Deepfake is a form of human image synthesis that combines and superimposes existing images to create fake content. Weiss said it’s used to manipulate facts in ways difficult to detect. 

“So, I think we still have to process what it means for the democratic procedure all over the world, but also what it means for Israeli politics,” she continued. “And the fact that we have now Round 2 is unbelievable. Certainly, the political systems, the media and I think the public are reaching these elections with no appetite or energy to go through this again.”

Weiss will speak at the Israel Bonds Cleveland’s Women’s Division Sponsors Luncheon from 11:30 a.m. to 2 p.m. June 17 at Acacia Reservation, 26899 Cedar Road in Lyndhurst. A frequent traveler to the United States, she will also attend the Jerusalem Post’s conference in New York City during this trip.

Weiss began work as a legal affairs correspondent and was host of Israel’s “Meet the Press” for nearly a decade. 

“I think we saw new parties and candidates using social media to get messages out there they wouldn’t do if they had to do it on traditional media,” she said, describing the recent election. “They could be more blunt. They could go lower. ... Although, all of the candidates, even the prime minister himself, didn’t give up on traditional media. What’s interesting is that these elections ... were again all about Prime Minister Netanyahu. ... So, it was either you were with (the) prime minister or you were on the team that wanted him gone. ... Prime Minister Netanyahu did come out of these elections very strong, and yet, very weak when it came to forming a coalition. That was very strange. The night of the election, he declared that it was a great victory. He managed to get 35 seats and the right-wing coalition. ... And a month-and-a-half later, that victory turned out not to be enough in order for him to form a coalition.”

Weiss said Israelis believe the elections scheduled for Sept. 17 are unnecessary. She also pointed out that some Israelis barely remember a time before Netanyahu was their leader. This summer, he will become the longest-serving prime minister of the state of Israel, serving for 13 years.

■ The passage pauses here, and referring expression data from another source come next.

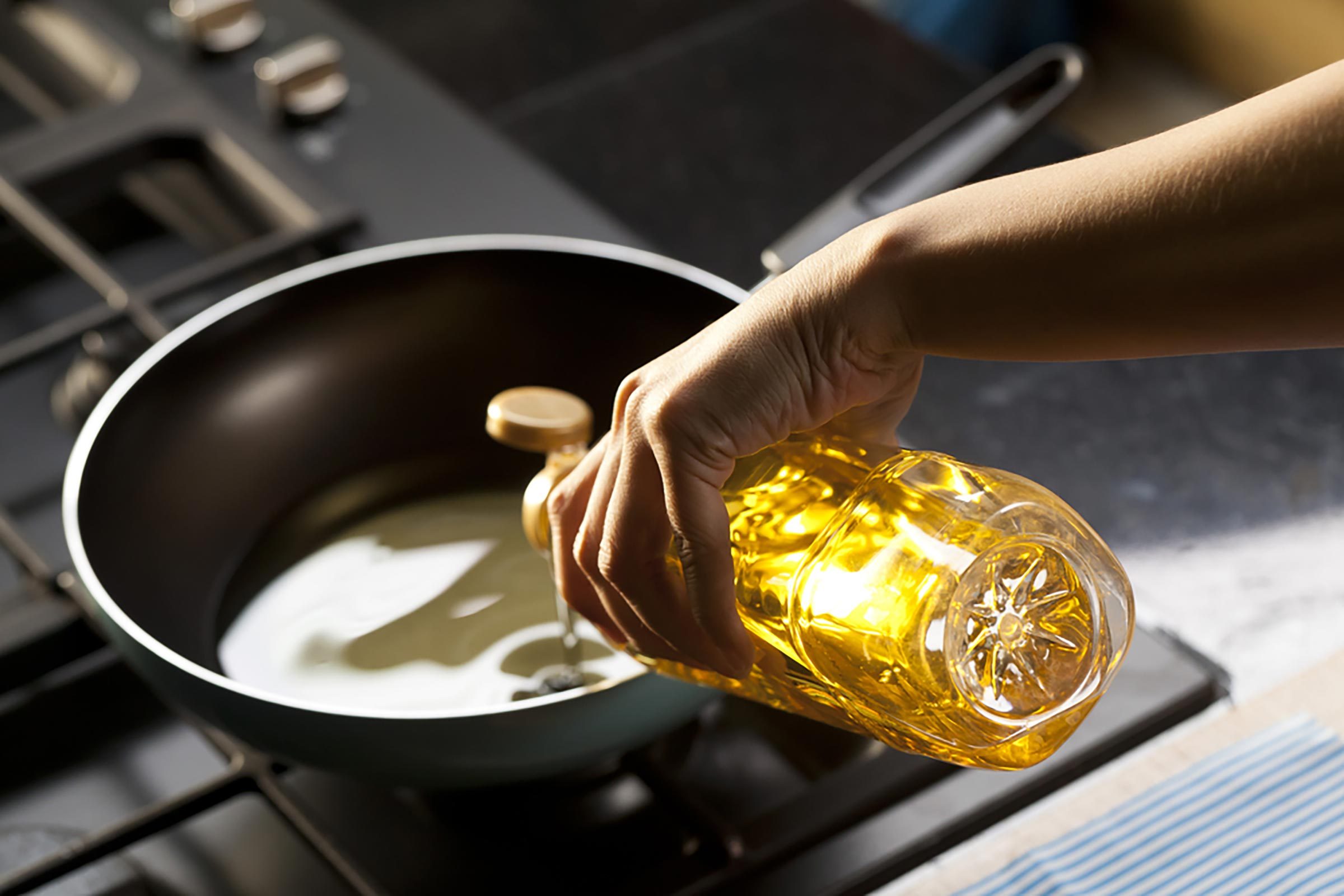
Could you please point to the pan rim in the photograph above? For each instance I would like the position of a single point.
(203, 320)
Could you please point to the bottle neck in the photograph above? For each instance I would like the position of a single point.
(536, 524)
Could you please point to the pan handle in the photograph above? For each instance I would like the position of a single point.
(942, 155)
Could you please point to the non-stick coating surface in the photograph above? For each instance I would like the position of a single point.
(334, 378)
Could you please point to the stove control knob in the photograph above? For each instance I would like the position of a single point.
(218, 26)
(304, 80)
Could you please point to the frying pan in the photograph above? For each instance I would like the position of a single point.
(361, 381)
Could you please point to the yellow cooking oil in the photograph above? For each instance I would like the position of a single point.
(945, 609)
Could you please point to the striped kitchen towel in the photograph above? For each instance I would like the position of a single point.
(1264, 816)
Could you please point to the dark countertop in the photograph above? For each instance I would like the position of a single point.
(710, 127)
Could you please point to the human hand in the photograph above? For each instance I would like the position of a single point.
(823, 343)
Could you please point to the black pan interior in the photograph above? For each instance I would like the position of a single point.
(340, 395)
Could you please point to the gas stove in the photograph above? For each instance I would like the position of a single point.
(155, 160)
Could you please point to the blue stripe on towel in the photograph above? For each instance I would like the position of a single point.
(1264, 816)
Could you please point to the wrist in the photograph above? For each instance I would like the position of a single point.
(888, 293)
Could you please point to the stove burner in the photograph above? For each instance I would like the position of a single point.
(115, 876)
(97, 365)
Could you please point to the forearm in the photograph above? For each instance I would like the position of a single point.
(1225, 234)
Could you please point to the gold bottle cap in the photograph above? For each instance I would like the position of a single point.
(535, 418)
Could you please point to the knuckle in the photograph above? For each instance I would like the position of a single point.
(659, 414)
(628, 391)
(586, 554)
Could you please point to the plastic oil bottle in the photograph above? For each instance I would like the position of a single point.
(945, 609)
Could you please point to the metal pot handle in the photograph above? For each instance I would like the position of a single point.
(942, 155)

“First of all, I think the public is very angry and very tired,” she said. “They think that they would like a coalition to be formed, or Prime Minister Netanyahu should have returned the mandate to the president or give someone else a chance. There is no need to drag the country through another round of very expensive, unnecessary elections. ... In a way, it will be again, all about Prime Minister Netanyahu. ... It’s also a second chance for the center-center left to get their act together.”

Turning to the support of American Jews for Israel, Weiss said she believes it is critical to keep Israel a bipartisan issue.

“I think the main issue – the No. 1 concern of Israeli politicians and Israeli public and Israeli decision makers – is to keep Israel a bipartisan issue as much as possible,” she said. “I think that is an essential key. It’s instrumental in keeping the strong connection between the diaspora and the Jewish community and Israel on the right track.”

While she acknowledged Israel’s ministry formed to respond to the boycott, divestment and sanctions movement, which aims to delegitimize the State of Israel, she said the overwhelmingly positive response of Europeans to the recently held Eurovision Song Contest in Tel Aviv was a reality check.

She also said the biggest misconception among Americans about Israelis pertains to Israelis’ penchant for heated discourse.

“Sometimes when Americans meet Israelis, they sit around a table and think they are quarreling, not just talking,” she said. “Understanding the tempo and the way they discourse, the fact that they are very blunt. I would say, ‘don’t worry, this is an Israeli type of discussion.’ You are going to think they are yelling at each other. They’re fighting, but just when we get off stage, we are going to be best friends – and when we walk on stage they (we) are best friends. That’s the way we talk. That’s a big misconception.”